On retrouve Jacques et ses défis. Tu dis que tu as la foi ? prouve-le ! tu dis que tu es intelligent ? prouve-le ! Plus tôt, Jacques a montré que la foi, c’est plus qu’une simple conviction sur Dieu : c’est une relation avec Dieu, marquée par la confiance, qui influence la vie entière. Maintenant Jacques s’attaque à la sagesse, à l’intelligence, à la façon dont nous définissons la maturité chrétienne. De même que la relation spirituelle que nous avons avec Dieu influence et transforme notre caractère et notre comportement, de même, notre maturité de chrétiens se mesure sur le plan des connaissances tout autant que sur le plan du caractère et du comportement.
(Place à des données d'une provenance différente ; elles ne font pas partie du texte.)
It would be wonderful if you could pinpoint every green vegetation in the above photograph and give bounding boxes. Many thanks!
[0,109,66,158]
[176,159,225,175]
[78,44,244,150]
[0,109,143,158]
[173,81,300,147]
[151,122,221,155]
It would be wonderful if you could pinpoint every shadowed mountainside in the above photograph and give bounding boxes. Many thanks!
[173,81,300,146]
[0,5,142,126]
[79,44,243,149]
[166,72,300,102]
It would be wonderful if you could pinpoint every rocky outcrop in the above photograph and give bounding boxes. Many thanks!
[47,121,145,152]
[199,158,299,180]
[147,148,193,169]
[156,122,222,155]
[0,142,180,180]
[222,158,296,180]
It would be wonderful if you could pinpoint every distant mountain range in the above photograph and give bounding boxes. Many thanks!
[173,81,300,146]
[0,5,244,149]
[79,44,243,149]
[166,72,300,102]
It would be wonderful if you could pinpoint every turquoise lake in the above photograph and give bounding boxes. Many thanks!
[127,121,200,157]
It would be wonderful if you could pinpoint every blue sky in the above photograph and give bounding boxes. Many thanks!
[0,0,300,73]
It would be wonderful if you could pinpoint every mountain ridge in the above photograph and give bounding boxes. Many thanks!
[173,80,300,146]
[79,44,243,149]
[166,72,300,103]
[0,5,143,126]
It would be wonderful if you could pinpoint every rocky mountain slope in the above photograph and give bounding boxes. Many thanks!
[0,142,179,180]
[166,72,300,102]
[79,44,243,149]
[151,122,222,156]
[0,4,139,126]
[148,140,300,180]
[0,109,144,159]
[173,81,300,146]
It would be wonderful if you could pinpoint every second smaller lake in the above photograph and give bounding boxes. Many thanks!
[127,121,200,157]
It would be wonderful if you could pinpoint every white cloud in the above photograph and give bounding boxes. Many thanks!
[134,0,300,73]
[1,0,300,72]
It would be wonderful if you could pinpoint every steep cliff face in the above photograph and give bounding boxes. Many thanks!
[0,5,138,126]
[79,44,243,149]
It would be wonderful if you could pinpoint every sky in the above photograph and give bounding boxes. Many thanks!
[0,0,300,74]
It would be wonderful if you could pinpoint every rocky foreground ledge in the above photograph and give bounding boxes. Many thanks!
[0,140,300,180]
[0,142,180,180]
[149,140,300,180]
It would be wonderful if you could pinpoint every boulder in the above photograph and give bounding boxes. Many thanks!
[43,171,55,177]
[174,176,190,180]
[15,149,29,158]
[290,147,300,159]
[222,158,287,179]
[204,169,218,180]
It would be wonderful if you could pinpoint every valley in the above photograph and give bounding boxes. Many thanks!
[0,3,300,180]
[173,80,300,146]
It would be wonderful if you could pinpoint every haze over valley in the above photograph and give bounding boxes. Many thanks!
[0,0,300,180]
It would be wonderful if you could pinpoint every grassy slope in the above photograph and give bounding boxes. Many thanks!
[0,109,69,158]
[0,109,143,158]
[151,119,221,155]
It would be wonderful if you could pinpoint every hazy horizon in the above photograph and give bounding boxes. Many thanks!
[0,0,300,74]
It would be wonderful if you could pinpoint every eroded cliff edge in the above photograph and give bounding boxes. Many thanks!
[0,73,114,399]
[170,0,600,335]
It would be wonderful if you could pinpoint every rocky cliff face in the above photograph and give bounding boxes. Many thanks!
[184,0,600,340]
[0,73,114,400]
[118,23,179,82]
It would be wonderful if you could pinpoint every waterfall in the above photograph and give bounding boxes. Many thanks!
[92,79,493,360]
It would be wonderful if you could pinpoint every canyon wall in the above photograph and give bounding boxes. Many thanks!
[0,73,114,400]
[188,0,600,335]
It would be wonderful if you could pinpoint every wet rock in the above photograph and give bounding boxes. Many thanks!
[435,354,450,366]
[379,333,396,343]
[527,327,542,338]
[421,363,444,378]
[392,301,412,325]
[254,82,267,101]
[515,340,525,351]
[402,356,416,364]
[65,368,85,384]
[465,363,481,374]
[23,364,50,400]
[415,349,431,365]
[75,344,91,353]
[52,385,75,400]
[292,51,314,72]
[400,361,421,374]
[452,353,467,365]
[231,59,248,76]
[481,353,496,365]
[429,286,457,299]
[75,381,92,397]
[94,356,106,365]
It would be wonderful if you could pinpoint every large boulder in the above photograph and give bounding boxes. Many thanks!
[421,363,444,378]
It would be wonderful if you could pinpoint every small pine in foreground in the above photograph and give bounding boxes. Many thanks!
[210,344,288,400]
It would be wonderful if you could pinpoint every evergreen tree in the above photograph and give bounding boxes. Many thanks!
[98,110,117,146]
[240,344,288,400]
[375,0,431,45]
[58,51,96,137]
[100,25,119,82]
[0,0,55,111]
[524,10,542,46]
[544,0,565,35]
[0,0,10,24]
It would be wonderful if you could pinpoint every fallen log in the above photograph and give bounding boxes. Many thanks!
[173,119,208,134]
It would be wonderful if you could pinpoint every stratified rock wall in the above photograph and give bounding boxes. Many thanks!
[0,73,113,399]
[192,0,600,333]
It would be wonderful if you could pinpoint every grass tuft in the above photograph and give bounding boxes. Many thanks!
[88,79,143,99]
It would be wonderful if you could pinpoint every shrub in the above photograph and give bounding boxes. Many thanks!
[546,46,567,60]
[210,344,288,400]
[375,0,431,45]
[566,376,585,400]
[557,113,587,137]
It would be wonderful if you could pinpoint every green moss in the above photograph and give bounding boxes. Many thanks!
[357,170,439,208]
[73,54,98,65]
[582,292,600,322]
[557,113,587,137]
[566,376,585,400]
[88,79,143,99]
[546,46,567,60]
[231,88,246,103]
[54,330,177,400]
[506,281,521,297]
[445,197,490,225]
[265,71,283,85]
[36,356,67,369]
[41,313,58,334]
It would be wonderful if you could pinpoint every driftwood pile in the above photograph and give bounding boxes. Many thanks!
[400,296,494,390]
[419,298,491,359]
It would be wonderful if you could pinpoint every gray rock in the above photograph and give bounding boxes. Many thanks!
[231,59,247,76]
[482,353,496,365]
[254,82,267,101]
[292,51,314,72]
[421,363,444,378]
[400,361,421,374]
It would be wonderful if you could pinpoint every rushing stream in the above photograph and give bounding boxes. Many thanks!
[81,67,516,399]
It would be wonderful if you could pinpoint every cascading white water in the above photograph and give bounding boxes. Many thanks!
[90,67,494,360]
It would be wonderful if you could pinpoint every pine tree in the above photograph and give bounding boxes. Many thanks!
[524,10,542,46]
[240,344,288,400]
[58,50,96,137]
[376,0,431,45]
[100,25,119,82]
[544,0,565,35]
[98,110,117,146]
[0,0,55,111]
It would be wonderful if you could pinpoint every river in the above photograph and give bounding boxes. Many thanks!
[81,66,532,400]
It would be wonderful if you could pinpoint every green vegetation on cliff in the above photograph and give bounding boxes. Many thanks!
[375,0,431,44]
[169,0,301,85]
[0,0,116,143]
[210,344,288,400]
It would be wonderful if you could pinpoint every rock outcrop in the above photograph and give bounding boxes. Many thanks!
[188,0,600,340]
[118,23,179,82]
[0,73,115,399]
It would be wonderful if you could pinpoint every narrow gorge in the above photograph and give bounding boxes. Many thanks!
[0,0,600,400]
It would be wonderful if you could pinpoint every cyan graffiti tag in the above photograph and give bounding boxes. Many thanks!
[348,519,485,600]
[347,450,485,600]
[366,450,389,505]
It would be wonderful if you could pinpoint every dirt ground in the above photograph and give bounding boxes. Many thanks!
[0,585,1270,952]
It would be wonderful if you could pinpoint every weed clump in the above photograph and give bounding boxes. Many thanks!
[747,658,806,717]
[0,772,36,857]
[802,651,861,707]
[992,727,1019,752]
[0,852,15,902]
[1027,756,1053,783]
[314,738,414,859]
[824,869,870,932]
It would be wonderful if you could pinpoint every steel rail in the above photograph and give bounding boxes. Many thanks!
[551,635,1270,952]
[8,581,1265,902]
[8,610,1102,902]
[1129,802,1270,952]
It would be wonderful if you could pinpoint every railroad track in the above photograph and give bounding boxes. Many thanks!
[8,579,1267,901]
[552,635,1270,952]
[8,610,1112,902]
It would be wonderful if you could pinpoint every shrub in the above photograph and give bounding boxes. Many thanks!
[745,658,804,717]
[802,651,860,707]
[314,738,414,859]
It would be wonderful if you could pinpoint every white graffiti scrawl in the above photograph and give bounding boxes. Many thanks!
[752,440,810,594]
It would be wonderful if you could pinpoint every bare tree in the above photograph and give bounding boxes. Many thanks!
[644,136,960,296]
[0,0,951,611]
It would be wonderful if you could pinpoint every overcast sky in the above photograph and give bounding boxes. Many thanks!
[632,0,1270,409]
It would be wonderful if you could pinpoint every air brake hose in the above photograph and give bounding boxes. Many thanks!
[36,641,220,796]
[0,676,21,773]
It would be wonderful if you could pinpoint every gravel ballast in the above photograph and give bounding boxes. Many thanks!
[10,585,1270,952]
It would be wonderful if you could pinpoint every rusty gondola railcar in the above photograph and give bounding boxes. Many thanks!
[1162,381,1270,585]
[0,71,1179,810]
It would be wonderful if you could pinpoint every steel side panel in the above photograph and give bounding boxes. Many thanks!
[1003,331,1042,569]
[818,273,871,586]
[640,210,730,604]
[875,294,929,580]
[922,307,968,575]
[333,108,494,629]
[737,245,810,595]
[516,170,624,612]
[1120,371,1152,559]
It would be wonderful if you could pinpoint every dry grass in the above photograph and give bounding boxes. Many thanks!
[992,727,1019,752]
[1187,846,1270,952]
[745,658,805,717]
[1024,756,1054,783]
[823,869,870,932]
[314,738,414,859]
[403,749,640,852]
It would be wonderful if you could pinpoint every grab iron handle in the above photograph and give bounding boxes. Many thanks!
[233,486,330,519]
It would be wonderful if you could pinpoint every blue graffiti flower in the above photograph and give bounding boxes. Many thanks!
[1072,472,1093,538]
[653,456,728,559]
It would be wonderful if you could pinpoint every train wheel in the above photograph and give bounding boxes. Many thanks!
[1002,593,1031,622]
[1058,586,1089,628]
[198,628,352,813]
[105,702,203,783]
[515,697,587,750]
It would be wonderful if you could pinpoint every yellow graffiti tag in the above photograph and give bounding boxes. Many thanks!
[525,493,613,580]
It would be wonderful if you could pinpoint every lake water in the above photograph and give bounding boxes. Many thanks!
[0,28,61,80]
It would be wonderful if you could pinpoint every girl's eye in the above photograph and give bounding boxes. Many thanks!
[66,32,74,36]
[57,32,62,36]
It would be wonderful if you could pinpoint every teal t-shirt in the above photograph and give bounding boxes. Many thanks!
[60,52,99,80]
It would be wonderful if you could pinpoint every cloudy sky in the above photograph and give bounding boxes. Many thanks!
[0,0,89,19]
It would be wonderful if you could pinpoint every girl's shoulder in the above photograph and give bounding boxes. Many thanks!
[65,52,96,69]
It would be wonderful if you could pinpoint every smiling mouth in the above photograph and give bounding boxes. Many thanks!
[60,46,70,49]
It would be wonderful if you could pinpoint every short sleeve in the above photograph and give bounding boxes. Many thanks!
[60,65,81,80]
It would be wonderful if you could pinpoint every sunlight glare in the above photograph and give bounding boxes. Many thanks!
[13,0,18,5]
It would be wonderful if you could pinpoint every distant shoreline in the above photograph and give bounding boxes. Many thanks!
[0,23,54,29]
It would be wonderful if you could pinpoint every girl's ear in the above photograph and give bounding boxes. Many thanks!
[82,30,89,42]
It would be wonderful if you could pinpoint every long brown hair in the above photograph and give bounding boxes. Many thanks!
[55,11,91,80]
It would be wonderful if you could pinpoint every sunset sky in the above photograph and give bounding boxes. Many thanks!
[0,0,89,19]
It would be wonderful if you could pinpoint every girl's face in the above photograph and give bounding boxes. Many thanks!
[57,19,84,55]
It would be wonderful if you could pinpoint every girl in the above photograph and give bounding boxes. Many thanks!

En effet, Jacques met les choses au clair : la vraie sagesse, qui vient de la relation de foi que nous avons avec Dieu, touche tous les domaines de notre vie. Il disqualifie ainsi une certaine conception de la sagesse, qui se définirait par le savoir (intellectuel) ou éventuellement le savoir-faire (compétences pratiques, expertise, expérience) mais qui négligerait le savoir-être. La sagesse, dans la Bible, c’est d’abord un savoir-être, qui touche toute notre vie.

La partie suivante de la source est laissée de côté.